Very lucrative indeed.

And where there is money there will always be crooks. I mentioned this in an earlier post:
I estimate at least 90 % of those to be either useless or flat-out cons. It is sooo easy to mix up some stuff and call it a "nail fungus remedy" and mix in some reassuring words like "all natural", "proven to work" (implying it has been scientifically tested and verified which it never has, and if it was, it was proven to be completely ineffective), "thousands of satisfied customers" (show me the evidence), "guaranteed to cure nail fungus" (if it IS guaranteed, then YOU, as manufacturer are guaranteed to make a huge fortune, so why do you mess about on an obscure website?), "contains essential oils" etc etc etc....

For example, oil of oregano is a popular ingredient in many such remedies, on the basis that it is an all-round cure for pretty much everything and have been used by everybody since forever. Still, there is not ONE scientific study that shows that it has any antifungal properties apart from that when you keep it concentrated in a test tube and you toss fungal spores in there, yeah, the spores die. On the skin or nails it has shown no efficacy at all in studies.


Know this: conventional medicine has the best chance to help you, because it has by far the best track record. Even if a conventional drug only gives you 50 %, the alternative drug will give you a much lower chance of success. Remember:

If the alternative remedy was tremendously effective, it would be an instant hit and it would be all over the world in months. If you have an astonishing product you will not NEED to advertise on obscure websites.




Moral of the story is: IF you choose to use alternative treatments, consider using them in conjunction with treatments that are actually proven to actually be effective.

fredag 1 oktober 2010

Just dropping by

I have been lazy for some strange reason, I should be really active now that I have something to show off, but sometimes it happens that way.

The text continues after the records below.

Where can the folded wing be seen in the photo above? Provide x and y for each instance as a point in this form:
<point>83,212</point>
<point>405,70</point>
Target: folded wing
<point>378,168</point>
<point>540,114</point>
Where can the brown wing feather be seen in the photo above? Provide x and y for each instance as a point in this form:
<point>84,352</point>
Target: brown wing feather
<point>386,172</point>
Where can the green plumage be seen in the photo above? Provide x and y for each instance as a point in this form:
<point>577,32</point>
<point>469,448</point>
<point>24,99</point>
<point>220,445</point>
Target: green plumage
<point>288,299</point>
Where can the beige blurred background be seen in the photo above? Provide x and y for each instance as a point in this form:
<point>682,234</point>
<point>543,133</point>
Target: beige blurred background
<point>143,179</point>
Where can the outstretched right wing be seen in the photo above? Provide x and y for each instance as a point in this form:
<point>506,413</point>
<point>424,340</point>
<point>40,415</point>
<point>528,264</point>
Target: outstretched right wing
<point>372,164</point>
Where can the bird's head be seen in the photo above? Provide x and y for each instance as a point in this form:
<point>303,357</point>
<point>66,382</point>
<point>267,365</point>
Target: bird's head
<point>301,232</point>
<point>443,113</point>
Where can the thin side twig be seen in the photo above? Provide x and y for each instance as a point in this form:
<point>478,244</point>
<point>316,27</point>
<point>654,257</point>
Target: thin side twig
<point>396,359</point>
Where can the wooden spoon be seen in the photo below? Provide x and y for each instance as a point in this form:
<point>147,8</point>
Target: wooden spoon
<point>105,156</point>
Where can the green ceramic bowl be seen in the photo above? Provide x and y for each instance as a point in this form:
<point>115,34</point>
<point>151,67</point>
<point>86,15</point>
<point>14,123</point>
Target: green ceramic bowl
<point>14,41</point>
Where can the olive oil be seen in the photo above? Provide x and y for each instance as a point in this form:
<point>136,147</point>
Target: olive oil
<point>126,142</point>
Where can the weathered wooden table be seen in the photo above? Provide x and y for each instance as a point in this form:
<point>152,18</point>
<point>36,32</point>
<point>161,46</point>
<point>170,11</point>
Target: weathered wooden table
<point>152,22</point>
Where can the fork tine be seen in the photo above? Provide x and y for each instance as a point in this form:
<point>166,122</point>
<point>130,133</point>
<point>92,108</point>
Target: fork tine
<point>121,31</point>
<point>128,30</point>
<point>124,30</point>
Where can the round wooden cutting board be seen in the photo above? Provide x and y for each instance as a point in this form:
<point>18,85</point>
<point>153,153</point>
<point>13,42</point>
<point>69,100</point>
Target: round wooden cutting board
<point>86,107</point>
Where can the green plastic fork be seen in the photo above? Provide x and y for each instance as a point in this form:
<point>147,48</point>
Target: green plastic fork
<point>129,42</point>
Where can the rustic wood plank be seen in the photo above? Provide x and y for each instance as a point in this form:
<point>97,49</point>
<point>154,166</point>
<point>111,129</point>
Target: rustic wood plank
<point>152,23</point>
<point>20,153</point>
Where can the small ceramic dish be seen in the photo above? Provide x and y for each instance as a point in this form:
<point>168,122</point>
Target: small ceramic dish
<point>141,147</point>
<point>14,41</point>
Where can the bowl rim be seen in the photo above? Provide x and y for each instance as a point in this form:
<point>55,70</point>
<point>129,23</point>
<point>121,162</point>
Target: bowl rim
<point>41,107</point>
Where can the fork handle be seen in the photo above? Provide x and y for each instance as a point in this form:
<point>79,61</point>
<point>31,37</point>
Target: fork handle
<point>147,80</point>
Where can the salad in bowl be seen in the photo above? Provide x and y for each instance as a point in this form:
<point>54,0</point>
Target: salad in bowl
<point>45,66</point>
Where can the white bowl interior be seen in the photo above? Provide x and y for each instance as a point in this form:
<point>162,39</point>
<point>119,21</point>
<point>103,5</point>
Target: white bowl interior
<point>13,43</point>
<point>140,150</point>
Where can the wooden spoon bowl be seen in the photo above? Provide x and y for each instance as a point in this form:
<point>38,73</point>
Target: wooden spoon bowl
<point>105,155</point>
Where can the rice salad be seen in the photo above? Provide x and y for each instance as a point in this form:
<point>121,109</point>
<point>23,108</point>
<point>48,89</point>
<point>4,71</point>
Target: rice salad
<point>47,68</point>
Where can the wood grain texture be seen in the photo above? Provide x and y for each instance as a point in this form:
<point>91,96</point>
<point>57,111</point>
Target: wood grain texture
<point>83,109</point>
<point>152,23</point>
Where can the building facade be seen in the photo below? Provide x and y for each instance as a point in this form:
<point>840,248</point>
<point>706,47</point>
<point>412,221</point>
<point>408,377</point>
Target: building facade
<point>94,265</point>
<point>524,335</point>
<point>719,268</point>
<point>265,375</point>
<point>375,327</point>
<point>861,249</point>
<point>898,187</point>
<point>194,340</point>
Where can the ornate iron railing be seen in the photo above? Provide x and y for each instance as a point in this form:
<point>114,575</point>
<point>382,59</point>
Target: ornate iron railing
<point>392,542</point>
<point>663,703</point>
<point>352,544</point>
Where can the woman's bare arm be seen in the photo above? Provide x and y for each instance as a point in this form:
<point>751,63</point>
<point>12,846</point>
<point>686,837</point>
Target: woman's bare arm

I still pursue the treatment, Amorolfine nail laquer on left foot, lamisil on right foot, and lamisil on fingernails. Although my ambition is twice-a-day application it turns out to be once a day normally.
This is actually something you should keep in mind when analyzing your results from treatments: be honest to yourselves. If you did not use the remedy as recommended or as often as recommended, then you cannot comment on the efficacy of this remedy. You could, but it would be irrelevant. You can only give an educated opinion on the results of the drug after NOT being used in the recommended way. If you were told to apply NalioClean twice a day for 6 months and you only did it for 3 months, then you can say "it works!" if it unexpectedly did work after that short time, but you cannot say that "it didn't work", because you did not follow the guidelines.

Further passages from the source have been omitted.